The presiding judge however recalled how after his judgment on the case between the Native Consortium and the mobile telecommunication companies Abu was brought into to the court room with his counsels pleading for his release for the contempt of court.
Fisher pointed out that after listening to the plea, he offered Abu an opportunity to purge his contempt, but according to the presiding judge no remorse was shown by Abu.
According to the judge, while Abu was making his plea he said he did not know what he had done wrong and as far as he was concerned, he had not done anything, but that if the judge felt he did something wrong then he was sorry.
Justice Fisher however noted that Abu’s lawyer Jesse Jengo had pleaded to the court that the offender desirously regretted his action and that he recognized it ought not to have happened.
Abu was said to have explained to the court that he is an activist for 27 years with no criminal record and that he is an Accountant.
The judge said it has become a trend for certain persons in society to make “frivolous” and “vitriolic” comments against the judiciary and judges of superior courts of judicature on social media without any justification.
According to him, those who do so think they have the right to “soil” the reputation of the judges for their own personal “aggrandizement.”
He however acknowledged that “the field of application for the offence is also narrowed by the need in a democratic society for public scrutiny of the conduct of judges, and for the right of citizens to comment on matters of public concern.”

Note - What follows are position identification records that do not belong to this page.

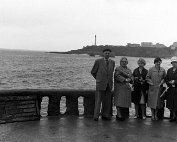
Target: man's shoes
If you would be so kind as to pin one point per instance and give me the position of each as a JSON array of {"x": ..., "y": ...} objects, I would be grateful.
[
  {"x": 95, "y": 119},
  {"x": 172, "y": 120},
  {"x": 106, "y": 118}
]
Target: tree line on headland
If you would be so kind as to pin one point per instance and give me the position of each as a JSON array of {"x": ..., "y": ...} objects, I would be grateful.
[{"x": 164, "y": 52}]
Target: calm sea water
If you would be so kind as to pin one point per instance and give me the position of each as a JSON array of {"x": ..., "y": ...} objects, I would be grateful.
[{"x": 33, "y": 70}]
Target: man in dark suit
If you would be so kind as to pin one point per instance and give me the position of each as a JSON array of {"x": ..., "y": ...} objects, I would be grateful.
[{"x": 102, "y": 71}]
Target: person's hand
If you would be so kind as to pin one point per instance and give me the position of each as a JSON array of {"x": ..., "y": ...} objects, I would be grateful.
[
  {"x": 172, "y": 82},
  {"x": 127, "y": 79}
]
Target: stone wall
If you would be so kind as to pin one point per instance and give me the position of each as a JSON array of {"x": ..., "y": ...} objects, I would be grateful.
[{"x": 24, "y": 105}]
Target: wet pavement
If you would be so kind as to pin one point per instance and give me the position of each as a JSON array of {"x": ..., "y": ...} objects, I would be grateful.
[{"x": 80, "y": 129}]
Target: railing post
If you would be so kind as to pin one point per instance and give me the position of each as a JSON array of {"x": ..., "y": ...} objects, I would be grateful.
[
  {"x": 89, "y": 104},
  {"x": 72, "y": 105},
  {"x": 54, "y": 105}
]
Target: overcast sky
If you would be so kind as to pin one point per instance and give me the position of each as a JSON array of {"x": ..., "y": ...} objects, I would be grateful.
[{"x": 62, "y": 25}]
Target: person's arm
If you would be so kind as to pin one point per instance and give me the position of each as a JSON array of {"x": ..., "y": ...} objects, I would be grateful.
[
  {"x": 95, "y": 69},
  {"x": 148, "y": 77},
  {"x": 118, "y": 77}
]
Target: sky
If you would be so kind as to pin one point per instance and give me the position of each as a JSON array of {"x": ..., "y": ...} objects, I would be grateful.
[{"x": 63, "y": 25}]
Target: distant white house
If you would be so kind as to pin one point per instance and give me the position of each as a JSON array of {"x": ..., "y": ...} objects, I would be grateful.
[
  {"x": 146, "y": 44},
  {"x": 133, "y": 45}
]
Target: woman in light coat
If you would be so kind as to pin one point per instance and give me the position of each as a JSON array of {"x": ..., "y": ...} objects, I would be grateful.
[
  {"x": 122, "y": 90},
  {"x": 171, "y": 81},
  {"x": 139, "y": 94},
  {"x": 155, "y": 78}
]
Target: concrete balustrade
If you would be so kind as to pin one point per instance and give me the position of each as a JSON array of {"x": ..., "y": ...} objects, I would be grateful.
[{"x": 24, "y": 105}]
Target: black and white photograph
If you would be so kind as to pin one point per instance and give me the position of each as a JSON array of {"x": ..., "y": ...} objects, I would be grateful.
[{"x": 88, "y": 71}]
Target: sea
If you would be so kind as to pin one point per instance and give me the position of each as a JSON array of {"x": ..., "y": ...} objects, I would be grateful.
[{"x": 44, "y": 70}]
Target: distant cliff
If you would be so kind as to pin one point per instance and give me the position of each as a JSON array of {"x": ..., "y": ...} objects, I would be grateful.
[{"x": 164, "y": 52}]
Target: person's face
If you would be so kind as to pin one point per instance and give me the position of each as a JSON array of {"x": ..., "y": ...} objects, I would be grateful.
[
  {"x": 140, "y": 64},
  {"x": 158, "y": 63},
  {"x": 174, "y": 64},
  {"x": 123, "y": 63},
  {"x": 106, "y": 54}
]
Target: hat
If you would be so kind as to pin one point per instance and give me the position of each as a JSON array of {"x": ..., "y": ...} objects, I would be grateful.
[
  {"x": 174, "y": 59},
  {"x": 124, "y": 59},
  {"x": 141, "y": 60},
  {"x": 157, "y": 60},
  {"x": 107, "y": 49}
]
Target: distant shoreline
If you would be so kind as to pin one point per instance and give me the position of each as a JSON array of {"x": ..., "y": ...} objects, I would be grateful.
[{"x": 149, "y": 52}]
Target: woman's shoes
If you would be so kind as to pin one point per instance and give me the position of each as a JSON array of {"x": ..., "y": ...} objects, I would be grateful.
[
  {"x": 136, "y": 116},
  {"x": 172, "y": 120},
  {"x": 152, "y": 118},
  {"x": 156, "y": 118},
  {"x": 144, "y": 117},
  {"x": 120, "y": 118}
]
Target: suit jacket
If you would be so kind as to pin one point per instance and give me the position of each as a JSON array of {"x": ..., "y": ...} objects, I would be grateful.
[{"x": 103, "y": 75}]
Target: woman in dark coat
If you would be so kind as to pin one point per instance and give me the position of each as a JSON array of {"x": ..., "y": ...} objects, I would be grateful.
[
  {"x": 122, "y": 90},
  {"x": 155, "y": 78},
  {"x": 139, "y": 94},
  {"x": 171, "y": 81}
]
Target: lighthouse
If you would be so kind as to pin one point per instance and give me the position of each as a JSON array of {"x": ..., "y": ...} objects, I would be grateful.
[{"x": 95, "y": 40}]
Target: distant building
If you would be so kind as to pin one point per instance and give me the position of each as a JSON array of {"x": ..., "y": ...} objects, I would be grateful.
[
  {"x": 133, "y": 45},
  {"x": 146, "y": 44},
  {"x": 174, "y": 44},
  {"x": 159, "y": 45}
]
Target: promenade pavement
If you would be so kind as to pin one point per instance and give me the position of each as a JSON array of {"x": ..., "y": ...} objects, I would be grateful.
[{"x": 80, "y": 129}]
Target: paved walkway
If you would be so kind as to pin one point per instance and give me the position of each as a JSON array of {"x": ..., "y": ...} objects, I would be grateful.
[{"x": 79, "y": 129}]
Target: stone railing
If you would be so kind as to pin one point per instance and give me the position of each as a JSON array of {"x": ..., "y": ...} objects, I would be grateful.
[{"x": 24, "y": 105}]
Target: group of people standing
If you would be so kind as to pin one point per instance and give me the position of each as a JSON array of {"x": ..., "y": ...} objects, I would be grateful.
[{"x": 142, "y": 87}]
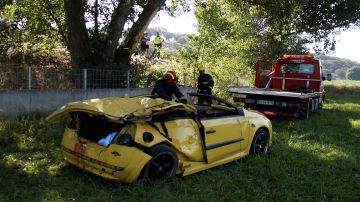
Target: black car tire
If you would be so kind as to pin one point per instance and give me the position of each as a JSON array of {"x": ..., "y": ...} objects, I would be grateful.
[
  {"x": 164, "y": 164},
  {"x": 260, "y": 143}
]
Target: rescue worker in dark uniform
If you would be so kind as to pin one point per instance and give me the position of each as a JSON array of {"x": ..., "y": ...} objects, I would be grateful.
[
  {"x": 166, "y": 87},
  {"x": 205, "y": 84}
]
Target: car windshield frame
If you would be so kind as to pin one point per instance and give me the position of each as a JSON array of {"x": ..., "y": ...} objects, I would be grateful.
[{"x": 215, "y": 101}]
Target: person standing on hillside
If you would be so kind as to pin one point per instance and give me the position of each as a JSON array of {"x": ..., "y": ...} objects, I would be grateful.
[
  {"x": 166, "y": 87},
  {"x": 205, "y": 84},
  {"x": 145, "y": 40},
  {"x": 157, "y": 44}
]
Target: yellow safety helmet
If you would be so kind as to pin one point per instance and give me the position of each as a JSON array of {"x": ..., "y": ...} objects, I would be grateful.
[{"x": 201, "y": 67}]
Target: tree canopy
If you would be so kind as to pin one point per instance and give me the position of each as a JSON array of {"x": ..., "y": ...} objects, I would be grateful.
[{"x": 232, "y": 33}]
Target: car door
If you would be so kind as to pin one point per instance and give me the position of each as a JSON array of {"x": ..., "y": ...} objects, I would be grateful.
[
  {"x": 223, "y": 137},
  {"x": 223, "y": 128}
]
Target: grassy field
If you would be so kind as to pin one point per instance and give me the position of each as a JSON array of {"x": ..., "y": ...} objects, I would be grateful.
[{"x": 310, "y": 160}]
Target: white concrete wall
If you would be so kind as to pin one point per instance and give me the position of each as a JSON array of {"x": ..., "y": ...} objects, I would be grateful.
[{"x": 14, "y": 103}]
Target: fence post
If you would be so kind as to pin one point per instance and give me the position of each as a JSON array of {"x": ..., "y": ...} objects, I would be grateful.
[
  {"x": 128, "y": 79},
  {"x": 29, "y": 78},
  {"x": 84, "y": 78}
]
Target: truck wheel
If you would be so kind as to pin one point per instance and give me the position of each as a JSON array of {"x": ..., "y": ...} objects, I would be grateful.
[
  {"x": 260, "y": 143},
  {"x": 304, "y": 111},
  {"x": 163, "y": 164}
]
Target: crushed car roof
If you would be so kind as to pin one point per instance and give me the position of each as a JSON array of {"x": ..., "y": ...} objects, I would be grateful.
[{"x": 116, "y": 108}]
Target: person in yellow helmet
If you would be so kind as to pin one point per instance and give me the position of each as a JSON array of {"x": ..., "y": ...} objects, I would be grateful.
[
  {"x": 205, "y": 84},
  {"x": 166, "y": 87},
  {"x": 157, "y": 44}
]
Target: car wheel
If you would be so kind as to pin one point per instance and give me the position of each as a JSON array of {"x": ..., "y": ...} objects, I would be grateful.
[
  {"x": 260, "y": 143},
  {"x": 163, "y": 164}
]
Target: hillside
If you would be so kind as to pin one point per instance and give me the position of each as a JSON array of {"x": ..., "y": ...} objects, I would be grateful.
[{"x": 338, "y": 67}]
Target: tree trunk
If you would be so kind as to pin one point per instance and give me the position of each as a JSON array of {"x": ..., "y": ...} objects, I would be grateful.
[
  {"x": 123, "y": 53},
  {"x": 116, "y": 26},
  {"x": 77, "y": 36}
]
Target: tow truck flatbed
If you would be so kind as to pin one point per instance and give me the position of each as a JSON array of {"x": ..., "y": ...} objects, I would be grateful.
[{"x": 273, "y": 92}]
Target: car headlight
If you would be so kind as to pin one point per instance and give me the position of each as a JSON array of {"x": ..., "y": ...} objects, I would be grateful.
[
  {"x": 125, "y": 139},
  {"x": 148, "y": 137}
]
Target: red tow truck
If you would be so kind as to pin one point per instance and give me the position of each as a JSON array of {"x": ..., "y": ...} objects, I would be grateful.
[{"x": 291, "y": 86}]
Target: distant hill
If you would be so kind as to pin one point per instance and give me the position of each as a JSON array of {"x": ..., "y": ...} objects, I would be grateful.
[{"x": 338, "y": 67}]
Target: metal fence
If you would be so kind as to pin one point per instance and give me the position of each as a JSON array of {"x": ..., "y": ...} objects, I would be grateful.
[
  {"x": 27, "y": 78},
  {"x": 20, "y": 78}
]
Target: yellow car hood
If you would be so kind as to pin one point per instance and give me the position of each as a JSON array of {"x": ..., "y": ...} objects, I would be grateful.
[{"x": 115, "y": 108}]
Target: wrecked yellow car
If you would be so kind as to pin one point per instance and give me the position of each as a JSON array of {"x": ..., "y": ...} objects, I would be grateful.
[{"x": 124, "y": 139}]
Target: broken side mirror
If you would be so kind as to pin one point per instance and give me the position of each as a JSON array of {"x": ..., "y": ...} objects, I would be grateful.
[{"x": 328, "y": 77}]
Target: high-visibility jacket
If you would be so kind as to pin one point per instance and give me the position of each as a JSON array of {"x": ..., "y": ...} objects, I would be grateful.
[
  {"x": 205, "y": 83},
  {"x": 158, "y": 40}
]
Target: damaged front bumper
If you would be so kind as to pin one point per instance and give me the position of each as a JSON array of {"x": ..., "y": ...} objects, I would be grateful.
[{"x": 116, "y": 162}]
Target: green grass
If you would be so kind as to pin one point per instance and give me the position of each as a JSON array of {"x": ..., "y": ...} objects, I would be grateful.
[{"x": 313, "y": 160}]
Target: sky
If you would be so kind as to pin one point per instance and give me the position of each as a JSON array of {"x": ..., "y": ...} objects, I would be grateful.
[{"x": 347, "y": 42}]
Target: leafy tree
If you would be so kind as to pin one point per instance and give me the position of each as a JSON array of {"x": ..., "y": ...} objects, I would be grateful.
[
  {"x": 32, "y": 25},
  {"x": 354, "y": 73},
  {"x": 237, "y": 33},
  {"x": 341, "y": 73},
  {"x": 91, "y": 30}
]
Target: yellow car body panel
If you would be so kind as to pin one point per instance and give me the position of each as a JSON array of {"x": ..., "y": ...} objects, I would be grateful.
[
  {"x": 117, "y": 163},
  {"x": 184, "y": 137},
  {"x": 200, "y": 142},
  {"x": 135, "y": 106}
]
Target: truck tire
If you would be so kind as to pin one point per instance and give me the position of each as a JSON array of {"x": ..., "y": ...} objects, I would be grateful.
[{"x": 304, "y": 110}]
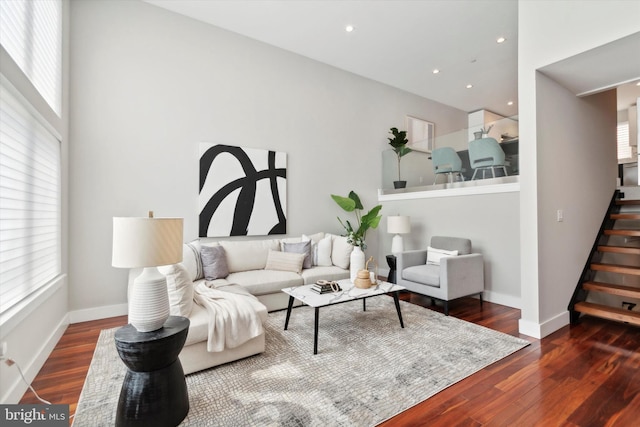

He further noted that balancing this right to freedom of expression with the importance of upholding public confidence in the administration of justice is at the heart of the debate about the offence of scandalizing the court.
While pronouncing his ruling, Justice Fisher noted that “some misguided elements claimed that the judiciary had held on to Edmond Abu for no reason’’. He pointed out hat there is legal reason for every detention which is only exercised as a last resort where all else fails.